The new study lead by Kristina Blennow from the Swedish University of Agricultural Sciences (SLU), shows, for the first time, the importance of two personal factors; when forest owners believe in and see the effects of climate change, they are more likely to have taken adaptive measures. These two personal factors almost completely explain and predict forest owners’ adaptation to climate change.
The paper was published online in the journal PLOS ONE on 21 November 2012.

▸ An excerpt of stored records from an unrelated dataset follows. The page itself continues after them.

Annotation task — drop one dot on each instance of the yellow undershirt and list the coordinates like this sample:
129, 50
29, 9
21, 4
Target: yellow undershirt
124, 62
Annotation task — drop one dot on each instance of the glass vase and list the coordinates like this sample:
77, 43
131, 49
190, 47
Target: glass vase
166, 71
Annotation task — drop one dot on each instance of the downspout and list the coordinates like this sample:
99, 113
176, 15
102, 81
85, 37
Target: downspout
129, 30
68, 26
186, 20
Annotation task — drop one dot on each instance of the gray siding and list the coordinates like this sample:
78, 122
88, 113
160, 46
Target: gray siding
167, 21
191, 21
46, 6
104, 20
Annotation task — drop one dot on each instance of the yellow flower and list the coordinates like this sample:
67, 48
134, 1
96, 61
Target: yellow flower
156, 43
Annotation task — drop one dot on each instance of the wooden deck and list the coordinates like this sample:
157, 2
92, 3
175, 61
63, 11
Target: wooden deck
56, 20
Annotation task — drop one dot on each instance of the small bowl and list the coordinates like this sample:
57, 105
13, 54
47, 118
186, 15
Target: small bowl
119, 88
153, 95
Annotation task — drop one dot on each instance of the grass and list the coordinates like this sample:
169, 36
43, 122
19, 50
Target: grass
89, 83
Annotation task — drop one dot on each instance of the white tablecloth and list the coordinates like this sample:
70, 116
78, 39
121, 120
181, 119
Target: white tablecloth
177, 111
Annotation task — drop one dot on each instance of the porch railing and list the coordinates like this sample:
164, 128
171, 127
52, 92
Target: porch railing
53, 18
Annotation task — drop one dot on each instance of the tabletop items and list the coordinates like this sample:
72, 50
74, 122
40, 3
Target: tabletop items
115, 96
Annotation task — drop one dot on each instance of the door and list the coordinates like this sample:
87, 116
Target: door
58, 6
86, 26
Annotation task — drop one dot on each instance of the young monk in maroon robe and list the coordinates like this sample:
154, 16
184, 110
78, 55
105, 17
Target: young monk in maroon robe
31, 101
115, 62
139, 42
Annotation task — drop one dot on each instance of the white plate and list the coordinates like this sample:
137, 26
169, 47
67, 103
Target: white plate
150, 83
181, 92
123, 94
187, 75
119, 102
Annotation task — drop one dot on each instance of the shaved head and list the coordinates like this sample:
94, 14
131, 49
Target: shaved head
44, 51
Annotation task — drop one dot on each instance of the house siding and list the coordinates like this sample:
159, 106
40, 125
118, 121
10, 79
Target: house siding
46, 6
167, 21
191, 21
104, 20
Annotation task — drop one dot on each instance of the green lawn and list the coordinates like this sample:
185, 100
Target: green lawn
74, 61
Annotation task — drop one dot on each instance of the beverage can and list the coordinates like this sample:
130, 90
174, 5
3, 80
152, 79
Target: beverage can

Knowing what triggers humans to respond to climate change is crucial in communicating climate change policies. Because climate is defined in terms of average weather, climate change has been claimed to have low salience as a risk issue because it cannot be directly experienced. An international team of scientists from the Swedish University of Agricultural Sciences, Lund University (Sweden), the Technical University of Lisbon (Portugal), the Swiss Federal Research Institute WSL and the University of Freiburg (Germany) present, based on survey data from 845 private forest owners operating across Europe, that a substantial proportion of the respondents strongly believe that they have directly perceived climate change. Furthermore, the researchers present the first evidence that the personal strength of belief and perception of local effects of climate change significantly and almost completely explain and predict their responses to climate change.
The results are based on responses to a questionnaire among private forest owners in Sweden, Germany and Portugal. These countries represent a north-south gradient across Europe and cover a wide range of bio-climatic conditions as well as economic-social-political structures. In addition to socio-demographic data (gender, age, size of forest holding etc.), the survey addressed three main questions: how strongly do forest owners believe that climate change will affect their forest, how strongly do they believe that they have experienced local effects of climate change and have they adapted their forest management in response to climate change? Using statistical models, the collected data was used to simulate estimated expected probabilities of having taken measures to adapt to climate change.
Fifty percent of the forest area in Europe is privately owned. Hence, the results of the study show that the personal climate change belief and perception of those who make decisions for adaptation at the local level strongly influences the adaptive capacity of a substantial proportion of the European forest sector.
The findings of the team of researchers have implications for effective climate change policy communication. They indicate that gathering and disseminating evidence of climate change and its effects could be an efficient strategy to increase people’s perceptions of having experienced climate change and hence to consider the need to take adaptive measures.